RFR: 8277204: Implementation of JEP 8264130: PAC-RET protection for Linux/AArch64 [v8]

Andrew Haley aph at openjdk.java.net
Thu Dec 9 17:16:20 UTC 2021


On Thu, 2 Dec 2021 09:20:53 GMT, Alan Hayward <duke at openjdk.java.net> wrote:

>> PAC is an optional feature in AArch64 8.3 and is compulsory in v9. One
>> of its uses is to protect against ROP based attacks. This is done by
>> signing the Link Register whenever it is stored on the stack, and
>> authenticating the value when it is loaded back from the stack. If an
>> attacker were to try to change control flow by editing the stack then
>> the authentication check of the Link Register will fail, causing a
>> segfault when the function returns.
>> 
>> On a system with PAC enabled, it is expected that all applications will
>> be compiled with ROP protection.
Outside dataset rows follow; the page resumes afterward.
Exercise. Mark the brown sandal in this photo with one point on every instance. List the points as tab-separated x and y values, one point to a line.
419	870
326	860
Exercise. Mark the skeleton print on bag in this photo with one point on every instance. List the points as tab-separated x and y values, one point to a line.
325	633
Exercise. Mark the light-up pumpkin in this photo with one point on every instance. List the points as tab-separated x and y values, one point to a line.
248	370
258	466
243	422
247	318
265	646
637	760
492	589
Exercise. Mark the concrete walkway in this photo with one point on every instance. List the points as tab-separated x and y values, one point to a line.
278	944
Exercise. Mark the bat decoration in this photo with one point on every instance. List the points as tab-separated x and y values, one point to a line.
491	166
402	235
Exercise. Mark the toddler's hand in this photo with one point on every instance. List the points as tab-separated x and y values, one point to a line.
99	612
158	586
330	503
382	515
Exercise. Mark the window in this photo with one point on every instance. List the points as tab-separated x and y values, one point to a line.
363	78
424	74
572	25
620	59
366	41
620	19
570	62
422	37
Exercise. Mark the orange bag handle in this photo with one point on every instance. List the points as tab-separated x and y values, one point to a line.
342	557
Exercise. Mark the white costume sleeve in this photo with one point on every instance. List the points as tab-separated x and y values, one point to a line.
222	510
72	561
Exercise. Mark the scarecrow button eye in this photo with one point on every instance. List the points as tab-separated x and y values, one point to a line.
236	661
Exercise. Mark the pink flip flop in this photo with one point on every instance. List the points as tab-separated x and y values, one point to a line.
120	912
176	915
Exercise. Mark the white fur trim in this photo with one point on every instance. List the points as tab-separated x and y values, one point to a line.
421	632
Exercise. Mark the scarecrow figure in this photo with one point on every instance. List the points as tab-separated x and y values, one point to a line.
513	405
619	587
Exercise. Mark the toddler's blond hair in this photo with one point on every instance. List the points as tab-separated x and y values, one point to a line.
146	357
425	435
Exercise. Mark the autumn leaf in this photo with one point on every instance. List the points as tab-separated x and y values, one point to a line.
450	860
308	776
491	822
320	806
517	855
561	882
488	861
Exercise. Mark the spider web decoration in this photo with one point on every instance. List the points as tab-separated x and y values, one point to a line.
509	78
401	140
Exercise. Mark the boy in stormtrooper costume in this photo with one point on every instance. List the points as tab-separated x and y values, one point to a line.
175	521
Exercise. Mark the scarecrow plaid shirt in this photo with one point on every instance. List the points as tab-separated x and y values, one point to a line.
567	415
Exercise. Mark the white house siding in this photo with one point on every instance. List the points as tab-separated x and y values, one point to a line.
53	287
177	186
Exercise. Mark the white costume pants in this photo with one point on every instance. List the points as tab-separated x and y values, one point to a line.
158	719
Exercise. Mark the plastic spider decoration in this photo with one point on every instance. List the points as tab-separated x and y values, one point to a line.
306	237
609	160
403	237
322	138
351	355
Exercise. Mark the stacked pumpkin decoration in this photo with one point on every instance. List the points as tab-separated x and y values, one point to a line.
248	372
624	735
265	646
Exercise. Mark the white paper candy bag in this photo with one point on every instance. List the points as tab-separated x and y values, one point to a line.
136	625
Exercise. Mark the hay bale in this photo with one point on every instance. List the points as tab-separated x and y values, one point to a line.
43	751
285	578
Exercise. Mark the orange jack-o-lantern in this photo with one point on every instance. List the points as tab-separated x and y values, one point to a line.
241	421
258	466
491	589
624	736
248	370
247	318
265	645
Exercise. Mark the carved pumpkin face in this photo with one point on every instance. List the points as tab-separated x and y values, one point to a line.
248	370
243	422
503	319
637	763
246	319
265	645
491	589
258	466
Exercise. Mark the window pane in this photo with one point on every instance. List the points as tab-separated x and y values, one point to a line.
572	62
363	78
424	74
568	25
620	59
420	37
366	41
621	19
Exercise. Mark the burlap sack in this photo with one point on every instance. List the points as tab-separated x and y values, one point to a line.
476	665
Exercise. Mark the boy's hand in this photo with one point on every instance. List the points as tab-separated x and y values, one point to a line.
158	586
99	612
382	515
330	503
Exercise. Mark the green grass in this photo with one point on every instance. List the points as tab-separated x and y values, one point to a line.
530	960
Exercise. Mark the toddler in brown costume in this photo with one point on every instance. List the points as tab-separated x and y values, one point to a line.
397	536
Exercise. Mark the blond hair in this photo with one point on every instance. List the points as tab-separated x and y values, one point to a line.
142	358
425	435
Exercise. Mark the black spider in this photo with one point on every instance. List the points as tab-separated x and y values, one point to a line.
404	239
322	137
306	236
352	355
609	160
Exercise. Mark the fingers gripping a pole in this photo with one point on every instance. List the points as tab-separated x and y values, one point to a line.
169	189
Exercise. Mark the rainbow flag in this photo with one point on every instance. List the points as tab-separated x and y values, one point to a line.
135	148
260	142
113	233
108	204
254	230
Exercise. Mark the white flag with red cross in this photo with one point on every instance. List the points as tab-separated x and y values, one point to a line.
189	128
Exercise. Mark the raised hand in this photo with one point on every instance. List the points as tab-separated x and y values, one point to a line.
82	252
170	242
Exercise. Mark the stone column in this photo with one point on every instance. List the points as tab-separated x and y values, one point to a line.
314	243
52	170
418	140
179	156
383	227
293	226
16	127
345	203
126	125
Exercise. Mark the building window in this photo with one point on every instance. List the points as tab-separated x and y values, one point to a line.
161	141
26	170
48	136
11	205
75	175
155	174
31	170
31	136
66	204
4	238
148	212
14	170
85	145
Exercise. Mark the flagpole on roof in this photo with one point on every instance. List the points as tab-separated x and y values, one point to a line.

Fedora 33 and upwards already provide
>> this. By compiling for ARMv8.0, GCC and LLVM will only use the set of
>> PAC instructions that exist in the NOP space - on hardware without PAC,
>> these instructions act as NOPs, allowing backward compatibility for
>> negligible performance cost (2 NOPs per non-leaf function).
>> 
>> Hardware is currently limited to the Apple M1 MacBooks. All testing has
>> been done within a Fedora Docker image. A run of SpecJVM showed no
>> difference to that of noise - which was surprising.
>> 
>> The most important part of this patch is simply compiling using branch
>> protection provided by GCC/LLVM. This protects all C++ code from being
>> used in ROP attacks, removing all static ROP gadgets from use.
>> 
>> The remainder of the patch adds ROP protection to runtime generated
>> code, in both stubs and compiled Java code. Attacks here are much harder
>> as ROP gadgets must be found dynamically at runtime. If/when AOT
>> compilation is added to JDK, then all stubs and compiled Java will be
>> susceptible ROP gadgets being found by static analysis and therefore
>> potentially as vulnerable as C++ code.
>> 
>> There are a number of places where the VM changes control flow by
>> rewriting the stack or otherwise. I’ve done some analysis as to how
>> these could also be used for attacks (which I didn’t want to post here).
>> These areas can be protected ensuring the pointers to various stubs and
>> entry points are stored in memory as signed pointers. These changes are
>> simple to make (they can be reduced to a type change in common code and
>> a few addition sign/auth calls in the backend), but there a lot of them
>> and the total code change is fairly large. I’m happy to provide a few
>> work in progress patches.
>> 
>> In order to match the security benefits of the Apple Arm64e ABI across
>> the whole of JDK, then all the changes mentioned above would be
>> required.
>
> Alan Hayward has updated the pull request incrementally with one additional commit since the last revision:
> 
>   Fix up UseROPProtection flag

make/autoconf/flags-cflags.m4 line 902:

> 900:   BRANCH_PROTECTION_CFLAGS=""
> 901:   UTIL_ARG_ENABLE(NAME: branch-protection, DEFAULT: auto,
> 902:       RESULT: USE_BRANCH_PROTECTION, AVAILABLE: $BRANCH_PROTECTION_AVAILABLE,

What exactly is going on here? Is it that if the host compiler has "branch protection" supported, we will build with it on by default? if so, no, we don't want to do that. For now, branch protection should be an explicit opt in.